Creativity is an essential human trait that is defined by the formation of novel and useful ideas and concepts. It has been identified as a key factor for progress and advancement in various areas of our daily lives. Current research on creativity has made great advances using cognitive and psychological approaches. However, progress in the field is still hampered by heterogeneous conceptualizations and operationalizations of creativity. Furthermore, the foundation of creativity on the level of neuronal networks that would offer a deeper understanding of creative processes remains elusive. We firmly believe that a deeper insight of the general neural processes underlying creative thought has potentially huge implications for the understanding of human and eventually also non-human brain as well as artificial neuronal networks.

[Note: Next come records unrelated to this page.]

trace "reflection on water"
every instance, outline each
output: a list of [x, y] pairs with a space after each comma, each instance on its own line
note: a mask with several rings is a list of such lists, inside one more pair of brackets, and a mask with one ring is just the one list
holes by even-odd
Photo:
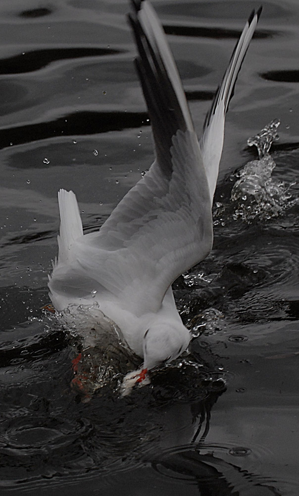
[[[156, 5], [199, 134], [251, 6]], [[190, 353], [121, 398], [139, 359], [117, 334], [84, 343], [41, 309], [57, 190], [77, 192], [95, 231], [152, 161], [128, 6], [0, 6], [2, 492], [298, 493], [299, 9], [263, 6], [227, 116], [213, 250], [174, 284], [194, 336]], [[280, 144], [256, 160], [244, 143], [277, 115]]]

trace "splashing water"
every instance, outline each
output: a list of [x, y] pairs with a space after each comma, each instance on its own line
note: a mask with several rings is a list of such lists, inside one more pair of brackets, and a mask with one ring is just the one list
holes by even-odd
[[273, 141], [279, 139], [277, 129], [280, 124], [279, 119], [274, 119], [270, 124], [265, 126], [257, 134], [247, 140], [247, 144], [249, 146], [254, 145], [257, 148], [259, 159], [261, 159], [268, 154]]
[[[269, 151], [273, 141], [279, 139], [277, 128], [280, 124], [278, 119], [275, 119], [248, 139], [248, 145], [257, 149], [258, 160], [249, 162], [237, 173], [238, 179], [231, 191], [231, 205], [217, 202], [216, 218], [227, 214], [232, 206], [234, 220], [241, 219], [249, 223], [256, 218], [264, 221], [278, 217], [298, 202], [290, 191], [295, 183], [287, 185], [284, 181], [272, 177], [276, 164]], [[215, 223], [219, 224], [217, 221]]]

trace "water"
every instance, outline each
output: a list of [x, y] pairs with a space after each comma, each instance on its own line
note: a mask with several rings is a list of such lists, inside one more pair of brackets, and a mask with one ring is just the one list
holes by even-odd
[[[199, 133], [253, 6], [156, 3]], [[76, 191], [85, 232], [94, 231], [152, 161], [128, 6], [0, 6], [1, 493], [298, 494], [299, 7], [263, 6], [227, 118], [213, 249], [174, 285], [198, 336], [190, 354], [120, 398], [117, 369], [134, 358], [110, 349], [113, 380], [85, 401], [71, 387], [80, 340], [41, 308], [57, 190]], [[234, 185], [248, 185], [249, 170], [250, 183], [243, 168], [258, 159], [247, 139], [278, 118], [268, 186], [283, 208], [274, 211], [264, 183], [261, 198]]]

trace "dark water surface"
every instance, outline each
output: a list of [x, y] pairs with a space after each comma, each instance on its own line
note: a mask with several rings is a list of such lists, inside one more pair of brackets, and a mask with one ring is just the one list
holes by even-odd
[[[227, 118], [213, 249], [174, 286], [200, 334], [198, 366], [166, 370], [124, 398], [106, 385], [84, 403], [70, 387], [71, 340], [40, 309], [57, 252], [57, 190], [76, 192], [95, 230], [152, 160], [129, 6], [0, 2], [1, 494], [299, 494], [299, 191], [290, 186], [299, 175], [299, 3], [263, 3]], [[259, 4], [154, 5], [200, 134]], [[278, 215], [264, 199], [255, 210], [231, 199], [236, 171], [256, 158], [247, 138], [276, 118], [273, 179], [291, 196]]]

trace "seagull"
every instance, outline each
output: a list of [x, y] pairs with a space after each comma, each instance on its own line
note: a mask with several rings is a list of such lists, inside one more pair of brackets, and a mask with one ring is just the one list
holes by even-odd
[[143, 359], [140, 369], [125, 376], [124, 390], [148, 383], [150, 371], [179, 357], [191, 339], [171, 284], [212, 248], [211, 210], [225, 114], [261, 11], [261, 7], [253, 11], [245, 25], [199, 141], [155, 12], [149, 0], [132, 3], [129, 19], [138, 52], [135, 63], [155, 159], [97, 232], [83, 234], [75, 194], [59, 190], [58, 255], [49, 281], [56, 310], [90, 305], [87, 319], [92, 326], [99, 315], [93, 312], [96, 303]]

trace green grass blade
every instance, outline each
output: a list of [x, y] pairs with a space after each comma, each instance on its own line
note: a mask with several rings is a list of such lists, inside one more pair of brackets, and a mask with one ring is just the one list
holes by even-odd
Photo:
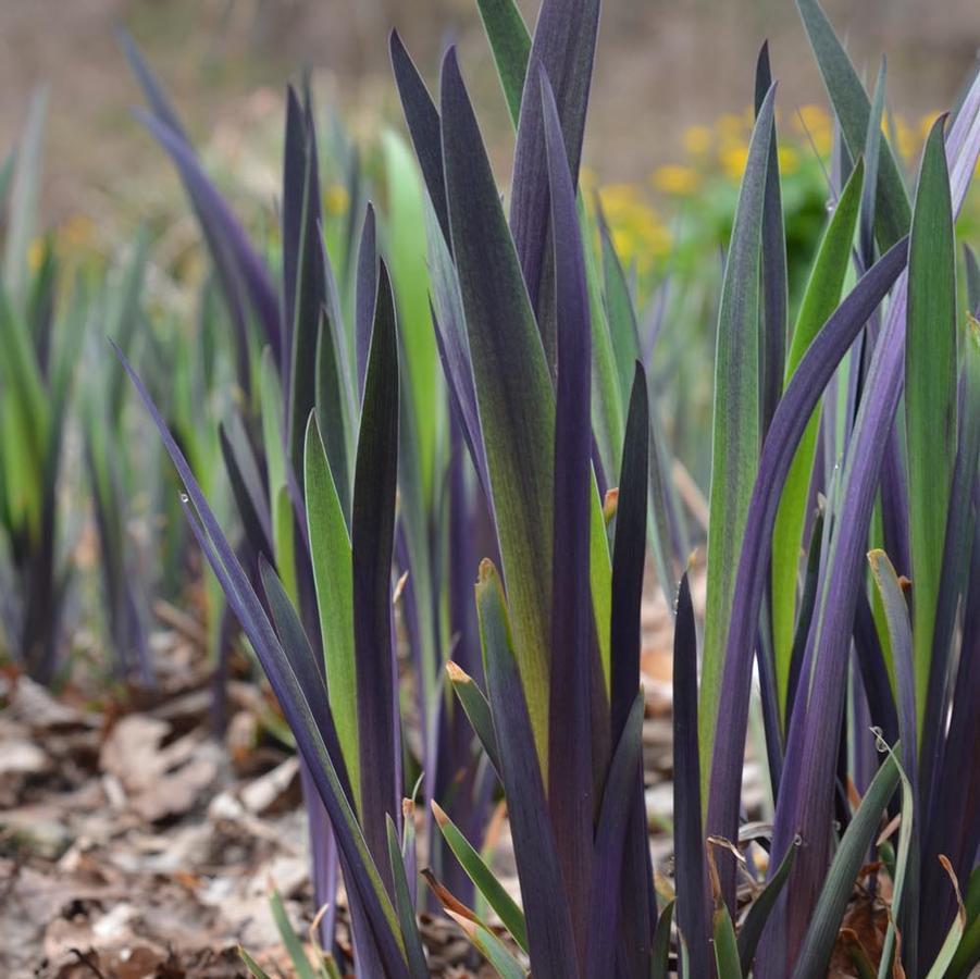
[[[817, 57], [823, 84], [841, 123], [841, 132], [851, 159], [856, 160], [865, 148], [871, 103], [827, 14], [817, 0], [796, 0], [803, 25]], [[880, 145], [878, 173], [878, 203], [874, 209], [874, 231], [882, 252], [908, 232], [911, 209], [902, 172], [888, 140]]]
[[476, 685], [473, 678], [461, 670], [451, 660], [446, 664], [446, 674], [452, 684], [452, 690], [462, 704], [470, 726], [476, 734], [476, 739], [486, 752], [491, 765], [500, 776], [500, 756], [497, 751], [497, 736], [494, 734], [494, 719], [491, 715], [489, 704], [483, 695], [483, 691]]
[[913, 658], [921, 734], [956, 458], [956, 251], [943, 123], [922, 153], [908, 255], [905, 427]]
[[[387, 177], [388, 207], [385, 231], [392, 284], [398, 306], [398, 332], [405, 352], [402, 376], [409, 381], [418, 467], [425, 499], [435, 480], [435, 451], [443, 433], [445, 397], [442, 394], [438, 352], [429, 311], [429, 264], [425, 249], [425, 213], [415, 160], [393, 131], [382, 140]], [[414, 570], [414, 569], [413, 569]]]
[[451, 49], [443, 64], [442, 109], [452, 250], [514, 648], [547, 781], [555, 395], [517, 250]]
[[514, 0], [476, 0], [476, 7], [497, 66], [510, 121], [517, 129], [531, 57], [531, 35]]
[[[897, 747], [897, 746], [896, 746]], [[884, 807], [898, 784], [898, 765], [890, 755], [871, 780], [854, 819], [844, 832], [814, 908], [796, 958], [793, 979], [822, 979], [827, 972], [841, 920]]]
[[592, 243], [595, 226], [585, 209], [581, 191], [578, 197], [579, 224], [582, 228], [582, 252], [585, 258], [585, 282], [588, 287], [588, 319], [592, 324], [592, 425], [599, 457], [607, 473], [619, 472], [623, 444], [624, 410], [616, 368], [616, 355], [609, 332], [603, 285]]
[[769, 879], [765, 890], [748, 908], [745, 920], [739, 929], [739, 961], [742, 963], [742, 971], [747, 976], [752, 971], [752, 963], [755, 958], [756, 946], [762, 937], [762, 929], [769, 920], [769, 915], [776, 906], [776, 901], [782, 893], [783, 884], [790, 877], [790, 870], [793, 868], [793, 860], [796, 858], [796, 852], [799, 850], [802, 841], [795, 840], [793, 845], [786, 851], [786, 855], [782, 858], [782, 863], [777, 867], [776, 873]]
[[17, 148], [3, 253], [3, 284], [10, 293], [14, 308], [21, 312], [26, 311], [30, 282], [27, 253], [30, 241], [37, 234], [41, 154], [47, 115], [48, 89], [40, 88], [30, 100], [27, 122]]
[[385, 827], [388, 833], [392, 880], [395, 882], [395, 910], [398, 914], [401, 938], [405, 941], [408, 970], [412, 979], [427, 979], [429, 966], [425, 964], [425, 953], [422, 951], [422, 940], [419, 937], [419, 926], [415, 921], [415, 908], [405, 873], [405, 857], [398, 842], [398, 830], [395, 829], [395, 822], [388, 814], [385, 814]]
[[739, 942], [735, 926], [724, 904], [715, 910], [715, 964], [718, 979], [742, 979], [742, 964], [739, 962]]
[[443, 838], [449, 844], [456, 859], [467, 871], [467, 876], [476, 890], [486, 899], [486, 903], [496, 912], [511, 938], [524, 952], [528, 951], [528, 926], [520, 905], [507, 893], [494, 871], [483, 862], [483, 857], [470, 845], [470, 841], [460, 832], [459, 827], [433, 801], [432, 813]]
[[[784, 387], [790, 383], [814, 337], [841, 301], [859, 213], [863, 175], [864, 166], [858, 161], [817, 249], [817, 257], [793, 330], [793, 339], [786, 358]], [[772, 645], [776, 653], [776, 685], [781, 718], [785, 718], [786, 710], [790, 658], [793, 652], [796, 618], [799, 550], [806, 523], [819, 423], [818, 409], [814, 412], [793, 457], [772, 532]]]
[[[963, 897], [959, 894], [959, 884], [953, 875], [953, 869], [946, 857], [941, 856], [940, 860], [942, 860], [943, 867], [945, 868], [946, 873], [950, 875], [952, 884], [956, 889], [957, 912], [956, 917], [953, 919], [953, 924], [950, 926], [950, 930], [946, 932], [945, 941], [943, 941], [942, 947], [935, 956], [935, 962], [932, 963], [932, 966], [926, 975], [926, 979], [945, 979], [945, 977], [950, 975], [952, 970], [948, 966], [956, 956], [957, 949], [963, 940], [964, 930], [966, 929], [966, 910], [963, 906]], [[976, 925], [976, 921], [973, 924]], [[970, 975], [972, 975], [972, 972]]]
[[317, 419], [307, 423], [305, 491], [310, 558], [323, 635], [326, 689], [337, 741], [360, 809], [357, 671], [353, 654], [353, 568], [350, 537]]
[[668, 979], [670, 975], [670, 922], [674, 902], [669, 902], [657, 919], [654, 943], [650, 947], [650, 979]]
[[473, 947], [486, 958], [500, 979], [526, 979], [524, 967], [488, 928], [455, 912], [447, 909], [446, 914], [459, 925], [463, 934], [473, 943]]
[[238, 946], [238, 956], [245, 963], [245, 967], [248, 969], [249, 974], [253, 977], [253, 979], [272, 979], [269, 972], [262, 968], [262, 966], [257, 963], [241, 945]]
[[275, 919], [276, 930], [283, 940], [283, 944], [286, 946], [293, 968], [296, 970], [296, 979], [317, 979], [313, 967], [310, 965], [307, 953], [302, 947], [302, 942], [289, 924], [289, 916], [286, 914], [286, 906], [283, 904], [282, 895], [275, 888], [269, 895], [269, 906], [272, 908], [272, 917]]
[[707, 804], [715, 723], [735, 569], [759, 454], [759, 253], [774, 88], [756, 117], [721, 286], [708, 526], [708, 595], [698, 704], [702, 800]]

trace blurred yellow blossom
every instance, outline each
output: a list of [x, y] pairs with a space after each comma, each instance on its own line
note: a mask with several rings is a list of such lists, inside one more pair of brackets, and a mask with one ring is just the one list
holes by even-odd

Due to this void of knowledge, combined with a growing need for creative thinking, we organize an interdisciplinary conference of total two days length to bridge different fields of creativity research. We bring together leading experts on creativity from different scientific disciplines to discuss unifying approaches to operationalize creativity, investigate its neural mechanisms and develop theoretical and experimental concepts to probe and corroborate such mechanisms, especially on the level of neuronal networks. For this reason, we provide an interdisciplinary framework for the conference and bring experts from cognitive science together with systems neuroscientists as well as experts from computer science. Participants of the conference will have the chance to integrate their own research into a translational and multidisciplinary framework of creativity. Thus, we are confident that all subject areas will benefit from this interconnection by developing approaches that span and link multiple research disciplines.